Antony Williams’ painting “Cosmic Cosmic Marionette” suggests discussions ranging from Gnosticism to science fiction to comparisons with Milton’s Paradise Lost and Nathaniel Hawthorne’s “Rappaccini’s Daughter.”
In the painting, Adam and Eve are puppets (marionettes), while Satan is a sort of sock puppet; all three characters being manipulated by a space alien. But for what purpose?
For Milton, that’s no alien but rather a just and loving God using the Fall as an instrument to advance his love and Grace. Humans must experience a fall in order for Grace to have a subject to work upon. As John Bunyan states:
Great sins do draw out great grace; and where guilt is most terrible and fierce, there the mercy of God in Christ, when showed to the soul, appears most high and mighty.
We can’t be saved unless we sin. God provides the “theatre” and cause of our sin, while also offering the path to redemption from that sin, though His Grace. Do people have any free agency in this process? One might wonder that if sin, grace and redemption are foreordained and driven by God’s will, as it were, then what is the point?
The “science fiction” reading of the garden story drives the consideration of these difficult ambiguities, and readers are confounded as they entertain Gnostic notions of an “evil” (or anyway morally ambiguous) alien conducting mad scientist experiments—compare the Prometheus Alien film and Nathaniel Hawthorne's story “Rappaccini’s Daughter.” Is God a mad scientist?
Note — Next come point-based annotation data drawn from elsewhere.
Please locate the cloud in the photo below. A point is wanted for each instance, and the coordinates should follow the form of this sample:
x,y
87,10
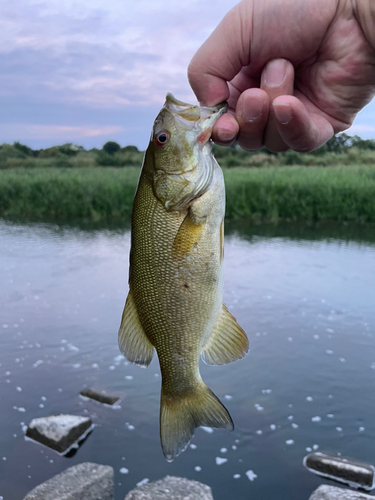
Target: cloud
x,y
358,128
40,132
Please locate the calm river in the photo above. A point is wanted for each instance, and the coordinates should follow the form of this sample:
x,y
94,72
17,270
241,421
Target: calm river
x,y
304,295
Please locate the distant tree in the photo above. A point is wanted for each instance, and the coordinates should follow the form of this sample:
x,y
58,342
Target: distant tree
x,y
111,147
24,149
70,149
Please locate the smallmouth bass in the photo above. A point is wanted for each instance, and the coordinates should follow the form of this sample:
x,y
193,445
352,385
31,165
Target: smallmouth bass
x,y
175,295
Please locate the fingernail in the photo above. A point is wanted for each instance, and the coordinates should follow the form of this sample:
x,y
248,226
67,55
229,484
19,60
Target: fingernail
x,y
283,113
252,108
275,72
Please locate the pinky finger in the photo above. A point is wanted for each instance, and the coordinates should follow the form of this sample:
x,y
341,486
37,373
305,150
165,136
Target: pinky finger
x,y
301,130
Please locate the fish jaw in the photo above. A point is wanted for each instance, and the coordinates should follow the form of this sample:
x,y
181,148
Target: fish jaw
x,y
183,166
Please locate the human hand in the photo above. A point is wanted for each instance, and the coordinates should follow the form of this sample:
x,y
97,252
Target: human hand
x,y
294,72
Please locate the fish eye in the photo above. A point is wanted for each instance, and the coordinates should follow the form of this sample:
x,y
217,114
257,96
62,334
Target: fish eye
x,y
161,138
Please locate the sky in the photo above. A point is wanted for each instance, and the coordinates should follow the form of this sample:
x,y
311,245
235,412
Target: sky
x,y
90,71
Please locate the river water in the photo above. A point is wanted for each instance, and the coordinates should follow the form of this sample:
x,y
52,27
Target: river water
x,y
304,295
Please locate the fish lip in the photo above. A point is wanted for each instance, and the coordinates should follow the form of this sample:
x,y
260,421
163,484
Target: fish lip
x,y
203,117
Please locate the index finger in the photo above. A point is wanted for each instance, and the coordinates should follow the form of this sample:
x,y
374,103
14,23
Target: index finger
x,y
219,60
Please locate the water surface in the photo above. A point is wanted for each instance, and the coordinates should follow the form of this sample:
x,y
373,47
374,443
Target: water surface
x,y
305,297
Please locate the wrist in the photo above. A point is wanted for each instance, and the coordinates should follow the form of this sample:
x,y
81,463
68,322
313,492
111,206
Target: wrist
x,y
365,13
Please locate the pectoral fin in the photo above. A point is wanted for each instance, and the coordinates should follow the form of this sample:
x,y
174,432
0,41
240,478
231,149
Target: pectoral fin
x,y
189,233
227,343
132,340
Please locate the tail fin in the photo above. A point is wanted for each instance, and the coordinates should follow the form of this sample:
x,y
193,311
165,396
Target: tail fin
x,y
181,415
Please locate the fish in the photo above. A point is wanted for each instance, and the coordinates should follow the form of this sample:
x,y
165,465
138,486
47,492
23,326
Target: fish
x,y
175,300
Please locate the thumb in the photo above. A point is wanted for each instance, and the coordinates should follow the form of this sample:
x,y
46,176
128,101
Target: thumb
x,y
221,57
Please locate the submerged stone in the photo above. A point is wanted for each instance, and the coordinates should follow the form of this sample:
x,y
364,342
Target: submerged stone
x,y
59,432
171,488
346,470
325,492
86,481
99,396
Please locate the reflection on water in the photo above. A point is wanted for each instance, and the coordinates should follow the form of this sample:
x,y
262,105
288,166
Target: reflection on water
x,y
305,296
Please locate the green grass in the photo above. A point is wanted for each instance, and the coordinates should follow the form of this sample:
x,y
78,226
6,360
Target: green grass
x,y
344,193
90,193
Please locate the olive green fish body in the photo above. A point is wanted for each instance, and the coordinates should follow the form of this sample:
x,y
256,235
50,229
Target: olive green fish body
x,y
176,288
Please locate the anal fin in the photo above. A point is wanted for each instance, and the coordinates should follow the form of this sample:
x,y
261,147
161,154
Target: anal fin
x,y
227,343
132,340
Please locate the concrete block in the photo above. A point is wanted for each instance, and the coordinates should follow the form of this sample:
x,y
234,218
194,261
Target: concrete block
x,y
325,492
59,432
99,396
346,470
171,488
Indeed, is God… God?
Milton has been called “the first poet of space,” and Paradise Lost has been called the first modern science fiction story. Through his science fiction (if that’s what Paradise Lost is) does Milton advance orthodox, heterodox, Gnostic, or heretical exegeses of these matters?
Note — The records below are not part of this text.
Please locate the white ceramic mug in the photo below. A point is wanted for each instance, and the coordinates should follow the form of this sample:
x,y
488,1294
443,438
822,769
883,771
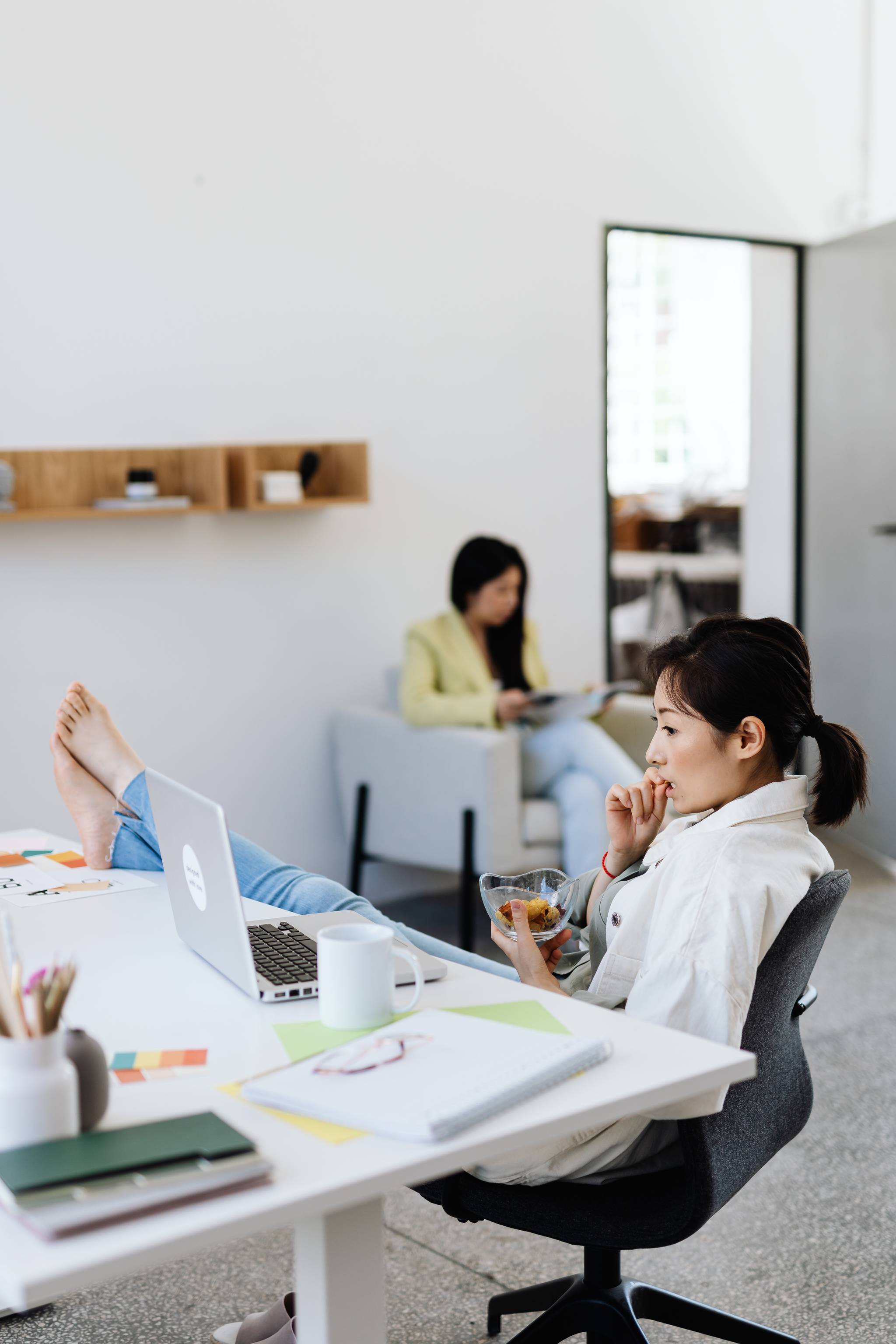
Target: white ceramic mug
x,y
357,982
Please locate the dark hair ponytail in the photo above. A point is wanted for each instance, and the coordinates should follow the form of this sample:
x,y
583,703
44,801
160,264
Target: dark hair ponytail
x,y
728,667
480,561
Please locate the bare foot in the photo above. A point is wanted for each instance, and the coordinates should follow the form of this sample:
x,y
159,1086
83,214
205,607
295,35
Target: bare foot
x,y
85,728
92,807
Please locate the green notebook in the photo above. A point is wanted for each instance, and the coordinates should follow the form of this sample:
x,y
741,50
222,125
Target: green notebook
x,y
111,1152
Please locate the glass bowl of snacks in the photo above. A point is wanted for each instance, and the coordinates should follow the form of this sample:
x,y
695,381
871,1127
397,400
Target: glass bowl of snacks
x,y
549,896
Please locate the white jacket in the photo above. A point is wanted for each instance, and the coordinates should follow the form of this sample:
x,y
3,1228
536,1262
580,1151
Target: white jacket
x,y
684,940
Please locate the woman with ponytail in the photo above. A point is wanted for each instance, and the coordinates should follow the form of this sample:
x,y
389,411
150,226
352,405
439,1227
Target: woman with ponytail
x,y
476,665
678,917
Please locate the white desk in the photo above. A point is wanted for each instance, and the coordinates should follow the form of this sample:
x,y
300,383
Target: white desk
x,y
139,987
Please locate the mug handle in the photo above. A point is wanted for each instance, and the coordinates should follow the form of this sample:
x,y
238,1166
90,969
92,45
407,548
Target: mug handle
x,y
418,980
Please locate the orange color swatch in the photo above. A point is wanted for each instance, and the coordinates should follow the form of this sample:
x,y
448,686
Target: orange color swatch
x,y
69,858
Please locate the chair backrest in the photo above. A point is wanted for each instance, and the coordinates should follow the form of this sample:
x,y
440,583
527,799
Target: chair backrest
x,y
724,1151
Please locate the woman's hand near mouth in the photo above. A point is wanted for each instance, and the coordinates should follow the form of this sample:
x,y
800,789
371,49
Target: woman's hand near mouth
x,y
634,816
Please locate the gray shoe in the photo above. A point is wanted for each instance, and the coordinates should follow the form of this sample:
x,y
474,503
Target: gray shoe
x,y
261,1327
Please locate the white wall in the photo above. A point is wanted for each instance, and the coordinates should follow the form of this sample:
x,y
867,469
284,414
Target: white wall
x,y
851,491
226,221
769,539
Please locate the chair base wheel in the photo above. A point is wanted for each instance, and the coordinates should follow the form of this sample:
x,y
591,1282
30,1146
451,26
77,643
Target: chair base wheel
x,y
610,1313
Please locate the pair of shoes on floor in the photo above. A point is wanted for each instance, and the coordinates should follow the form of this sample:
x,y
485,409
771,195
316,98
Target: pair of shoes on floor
x,y
276,1326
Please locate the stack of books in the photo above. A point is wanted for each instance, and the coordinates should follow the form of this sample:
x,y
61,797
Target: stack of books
x,y
107,1175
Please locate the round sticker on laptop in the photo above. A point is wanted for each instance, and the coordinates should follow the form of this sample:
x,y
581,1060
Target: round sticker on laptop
x,y
194,875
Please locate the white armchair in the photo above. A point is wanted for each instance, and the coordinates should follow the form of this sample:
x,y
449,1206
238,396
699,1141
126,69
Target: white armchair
x,y
441,798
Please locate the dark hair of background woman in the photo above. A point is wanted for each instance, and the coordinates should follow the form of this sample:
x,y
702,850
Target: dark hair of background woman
x,y
730,667
480,561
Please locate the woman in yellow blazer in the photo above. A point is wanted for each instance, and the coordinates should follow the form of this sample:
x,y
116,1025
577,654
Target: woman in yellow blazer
x,y
477,663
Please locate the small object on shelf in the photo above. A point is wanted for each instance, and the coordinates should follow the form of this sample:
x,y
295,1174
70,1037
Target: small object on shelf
x,y
160,502
7,486
308,467
141,484
280,487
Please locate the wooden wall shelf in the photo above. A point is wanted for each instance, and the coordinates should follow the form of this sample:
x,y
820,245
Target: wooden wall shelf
x,y
63,483
342,478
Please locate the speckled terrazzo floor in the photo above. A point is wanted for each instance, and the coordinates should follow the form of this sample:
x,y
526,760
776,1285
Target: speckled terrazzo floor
x,y
809,1246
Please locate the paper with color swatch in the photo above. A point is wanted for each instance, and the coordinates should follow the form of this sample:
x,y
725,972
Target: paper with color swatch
x,y
140,1066
38,869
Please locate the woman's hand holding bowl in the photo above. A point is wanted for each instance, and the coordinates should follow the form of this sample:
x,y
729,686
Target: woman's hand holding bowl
x,y
534,962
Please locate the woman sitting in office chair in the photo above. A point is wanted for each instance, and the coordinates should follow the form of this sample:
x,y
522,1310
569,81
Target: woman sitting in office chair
x,y
477,663
676,924
673,925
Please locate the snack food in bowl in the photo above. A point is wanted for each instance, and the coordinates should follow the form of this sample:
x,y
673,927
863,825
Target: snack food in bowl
x,y
540,913
549,896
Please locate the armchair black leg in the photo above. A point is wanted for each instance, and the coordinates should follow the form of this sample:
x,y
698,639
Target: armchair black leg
x,y
358,840
656,1304
468,879
536,1299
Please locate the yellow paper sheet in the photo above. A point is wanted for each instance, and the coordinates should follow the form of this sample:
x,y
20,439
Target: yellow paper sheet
x,y
304,1040
319,1128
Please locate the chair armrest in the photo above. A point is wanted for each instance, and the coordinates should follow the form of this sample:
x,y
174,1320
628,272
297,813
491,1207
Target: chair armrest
x,y
421,783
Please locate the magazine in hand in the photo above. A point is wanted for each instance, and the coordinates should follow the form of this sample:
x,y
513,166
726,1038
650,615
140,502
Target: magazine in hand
x,y
554,706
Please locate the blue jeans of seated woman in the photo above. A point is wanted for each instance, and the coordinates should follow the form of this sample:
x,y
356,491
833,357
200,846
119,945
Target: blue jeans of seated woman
x,y
264,878
575,763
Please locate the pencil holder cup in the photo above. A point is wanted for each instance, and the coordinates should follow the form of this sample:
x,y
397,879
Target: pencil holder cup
x,y
38,1090
91,1065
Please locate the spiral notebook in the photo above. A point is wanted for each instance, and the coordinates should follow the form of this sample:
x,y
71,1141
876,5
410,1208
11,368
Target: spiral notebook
x,y
427,1077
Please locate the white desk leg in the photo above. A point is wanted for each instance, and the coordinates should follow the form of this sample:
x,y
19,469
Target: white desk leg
x,y
339,1277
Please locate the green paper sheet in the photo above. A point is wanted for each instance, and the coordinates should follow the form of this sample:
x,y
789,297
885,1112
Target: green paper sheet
x,y
303,1040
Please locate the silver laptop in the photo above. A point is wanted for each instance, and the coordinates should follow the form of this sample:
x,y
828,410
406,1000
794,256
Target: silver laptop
x,y
269,959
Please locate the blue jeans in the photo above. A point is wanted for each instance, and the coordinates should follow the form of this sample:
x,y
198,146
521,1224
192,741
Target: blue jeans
x,y
264,878
575,763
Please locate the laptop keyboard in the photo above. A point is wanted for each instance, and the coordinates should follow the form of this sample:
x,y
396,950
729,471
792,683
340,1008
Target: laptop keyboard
x,y
283,955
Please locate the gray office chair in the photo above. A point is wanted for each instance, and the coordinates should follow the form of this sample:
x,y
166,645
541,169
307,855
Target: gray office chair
x,y
722,1154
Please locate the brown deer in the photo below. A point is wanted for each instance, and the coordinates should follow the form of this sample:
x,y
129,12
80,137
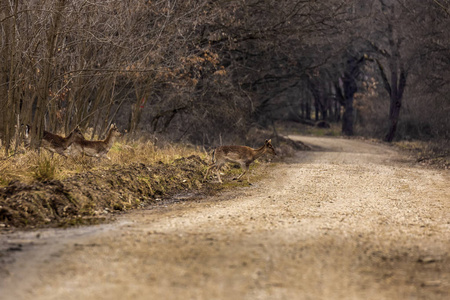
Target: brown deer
x,y
242,155
56,143
97,149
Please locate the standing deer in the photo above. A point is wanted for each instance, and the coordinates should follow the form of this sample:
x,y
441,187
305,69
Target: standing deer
x,y
242,155
97,149
56,143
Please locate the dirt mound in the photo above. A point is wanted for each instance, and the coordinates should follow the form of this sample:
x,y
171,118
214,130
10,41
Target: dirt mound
x,y
89,197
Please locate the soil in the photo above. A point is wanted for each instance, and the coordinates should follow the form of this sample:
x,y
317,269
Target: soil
x,y
348,220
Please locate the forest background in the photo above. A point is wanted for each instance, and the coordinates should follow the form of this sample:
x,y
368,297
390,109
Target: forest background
x,y
206,72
Readers perplexed by these questions should do well to consider the ambiguities themselves—that is, rather the consideration of these ambiguities is the true subject of the “experiment.” Considering the shifting medium of myth and language—let alone our precarious situation in the universe—can we hope to arrive at some kind of happy resolution in pursuing these questions? Little wonder in his sonnet “When I consider how my light is spent” Milton concludes, “they also serve who only stand and wait.” Simply existing in our curious spiritual state, moreover in our nearly imponderable situation in relation to space and time—these are materials of a fantastic cosmic adventure!